Re: PGA tour groove rules and Ping Eye2 irons
« Reply #27 on: February 15, 2010, 06:33:00 PM »
"The next year they came out with U grooves and found these scraped the balls, therefore as you mentioned, Karsten beveled the edges. These were the famous illegal clubs.  The USGA saying the measuement started where the bevel ended and Karsten saying from the point where the  lines in the U went straight down."


I'm sure not certain of it but Karsten (Ping) may've been the first to bevel or radius the edges of grooves. If so it would probably make some sense that the USGA I&B Rules for where to measure the distance between grooves for that sort of thing (radiused or beveled groove edges) did not exist before Karsten did it with the Eye 2s. Theretofore the measurement for conforming distance between grooves probably just measured from the spot the face met where the groove went straight down.

As has been said on here, it was true that with his radiusing of the groove edges Karsten was really just trying to solve a problem of the edges stripping paint on balls and not to get some kind of distance enhancing or performance enhancing edge illegally.

However, (and Thomas seemed to confirm it---to me at least), Karsten probably should have asked the USGA if those clubs with radiused groove edges would be conforming BEFORE he did that and put them into production and marketed them.
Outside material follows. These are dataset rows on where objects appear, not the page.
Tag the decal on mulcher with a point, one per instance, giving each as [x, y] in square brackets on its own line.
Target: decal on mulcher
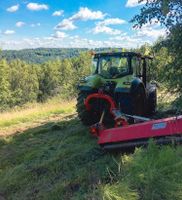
[158, 126]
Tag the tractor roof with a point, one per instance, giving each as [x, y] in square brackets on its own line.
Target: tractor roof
[125, 54]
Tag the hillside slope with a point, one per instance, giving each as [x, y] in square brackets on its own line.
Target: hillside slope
[61, 160]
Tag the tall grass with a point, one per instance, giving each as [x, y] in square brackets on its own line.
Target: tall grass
[35, 111]
[151, 174]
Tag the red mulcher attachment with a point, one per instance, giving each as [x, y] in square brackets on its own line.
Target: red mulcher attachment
[163, 131]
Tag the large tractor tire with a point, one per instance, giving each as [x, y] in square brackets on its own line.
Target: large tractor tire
[87, 117]
[152, 102]
[139, 102]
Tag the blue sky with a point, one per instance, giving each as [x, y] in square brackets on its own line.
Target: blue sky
[72, 23]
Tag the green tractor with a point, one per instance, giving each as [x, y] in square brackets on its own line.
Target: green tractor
[126, 77]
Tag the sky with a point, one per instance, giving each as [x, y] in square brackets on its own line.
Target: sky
[73, 24]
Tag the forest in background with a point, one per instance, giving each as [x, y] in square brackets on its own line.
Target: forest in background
[51, 72]
[22, 82]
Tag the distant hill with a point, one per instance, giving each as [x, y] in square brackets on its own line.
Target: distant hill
[41, 55]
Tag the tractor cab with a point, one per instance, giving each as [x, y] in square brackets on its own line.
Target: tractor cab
[117, 65]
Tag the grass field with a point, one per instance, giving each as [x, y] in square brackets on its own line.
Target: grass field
[46, 153]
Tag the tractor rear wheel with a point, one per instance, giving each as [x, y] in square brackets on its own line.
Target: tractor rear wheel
[87, 117]
[152, 102]
[139, 102]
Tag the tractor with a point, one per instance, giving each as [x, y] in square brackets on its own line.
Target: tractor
[123, 76]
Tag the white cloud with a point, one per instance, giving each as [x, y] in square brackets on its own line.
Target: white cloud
[66, 24]
[106, 30]
[85, 14]
[58, 13]
[112, 21]
[8, 32]
[20, 24]
[37, 7]
[13, 8]
[103, 26]
[151, 32]
[34, 25]
[60, 35]
[134, 3]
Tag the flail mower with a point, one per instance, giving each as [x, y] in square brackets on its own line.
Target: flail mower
[117, 97]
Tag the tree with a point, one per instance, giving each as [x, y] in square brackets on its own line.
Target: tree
[23, 82]
[169, 14]
[5, 92]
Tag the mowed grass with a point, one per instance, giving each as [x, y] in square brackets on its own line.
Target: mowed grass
[60, 160]
[33, 112]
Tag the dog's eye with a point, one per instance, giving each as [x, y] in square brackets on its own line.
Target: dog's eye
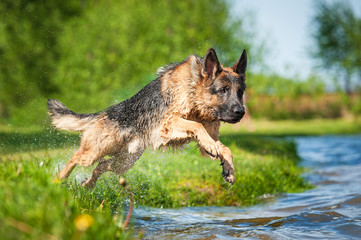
[223, 90]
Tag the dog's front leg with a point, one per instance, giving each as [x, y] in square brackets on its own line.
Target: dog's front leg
[182, 128]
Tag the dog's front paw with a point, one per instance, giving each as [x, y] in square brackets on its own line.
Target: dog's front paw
[228, 172]
[227, 164]
[212, 149]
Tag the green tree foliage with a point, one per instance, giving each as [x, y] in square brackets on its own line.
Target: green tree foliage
[90, 54]
[337, 37]
[29, 32]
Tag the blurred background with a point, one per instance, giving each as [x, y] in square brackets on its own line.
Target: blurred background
[304, 56]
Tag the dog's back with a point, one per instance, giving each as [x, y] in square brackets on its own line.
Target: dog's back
[185, 102]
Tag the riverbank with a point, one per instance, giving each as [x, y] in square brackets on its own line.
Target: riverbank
[30, 159]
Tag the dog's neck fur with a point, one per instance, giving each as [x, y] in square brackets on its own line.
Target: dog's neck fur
[188, 104]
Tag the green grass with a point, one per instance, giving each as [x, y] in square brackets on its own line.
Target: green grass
[34, 206]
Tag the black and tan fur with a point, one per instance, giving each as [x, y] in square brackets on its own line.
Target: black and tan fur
[187, 101]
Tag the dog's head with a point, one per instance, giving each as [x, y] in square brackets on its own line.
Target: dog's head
[225, 87]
Apparently he really didn't even think of it and so what actually happened got into something like Karsten saying to Thomas: "Why didn't you tell me they wouldn't be nonconforming BEFORE I went into production and marketed them?" and Thomas essentially saying, "Because you never asked me or the USGA before you did it."

In my opinion, Thomas's point was probably the more important and central one, all things considered! Thomas also sort of indicated (at least to me) that the USGA can't exactly play the part of mind-readers about what might be coming down the manufacture R&D and production pipeline at them. It is pretty much up to the manufacturers to check out potential conformance before they spend too much time and money on some new I&B concept or wrinkle.

I believe this was one of the primary reasons Thomas came up with his so-called "Optimization Test" which was designed to get the USGA I&B conformance ideas and protocols and tests on the same page as the manufacturers R&D ideas and concepts coming down the pipeline at them for conformance testing. As far as I know the manufacturers refused to accept his so-called "Optimization" test or protocol.

But that was all a long time ago and my memory about it may be a bit shaky.
« Last Edit: February 15, 2010, 06:44:14 PM by TEPaul »

A.G._Crockett

  • Karma: +0/-0
Re: PGA tour groove rules and Ping Eye2 irons
« Reply #28 on: February 15, 2010, 08:29:50 PM »
It is important to note that the USGA never contended that Ping wedges spun the ball too much.  It was strictly a technical matter, as has been pointed out, about MEASUREMENT of those grooves. 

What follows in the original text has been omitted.